When you die, any assets that are held in your Texas estate will likely be subject to probate. This may be true even if those items are accounted for in a pour-over will. You are allowed to appoint a person to represent your interests during probate, and there are several variables to consider before choosing an executor.
Is this person up to the task?
During the probate process, your executor will need to inventory your assets, handle creditor claims and ensure that assets are distributed according to your instructions. Therefore, your executor will need to have adequate people skills and show an ability to pay attention to details. If you don’t have anyone who you trust to serve as an executor, an estate planning attorney may be willing to serve in this role.
Don’t hesitate to name alternate representatives
At some point after your will is executed, your designated representative may decide to renege on his or her promise to help settle your affairs. It is also possible that this person won’t be mentally fit to be an executor at the time of your death. Finally, there is a chance that a named executor will pass before you do. By naming an alternate, you minimize the risk that a judge may ultimately have to choose a representative on your estate’s behalf.

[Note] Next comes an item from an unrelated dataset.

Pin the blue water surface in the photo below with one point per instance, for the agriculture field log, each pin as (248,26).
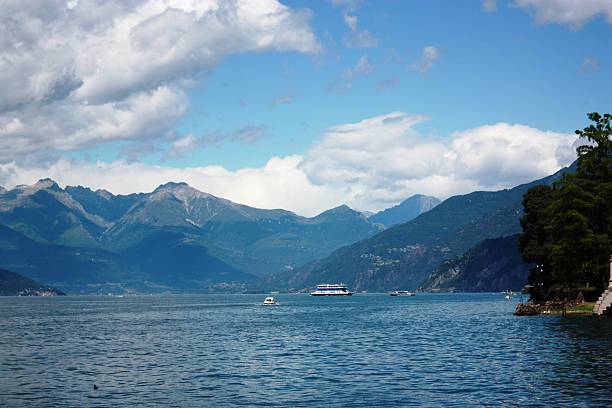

Your representative should understand your final wishes
Ideally, the person who represents your estate will be someone who has a clear understanding of your estate planning goals. Therefore, you may want to choose a close friend, spouse or someone with whom you have a longstanding relationship. It is also a good idea to have estate planning conversations with this person on a regular basis to ensure that your wishes are clearly understood.
An attorney may be able to help you create a will, trust or other estate plan document. This person might also review any estate plan documents that you have created to ensure that they comply with state law.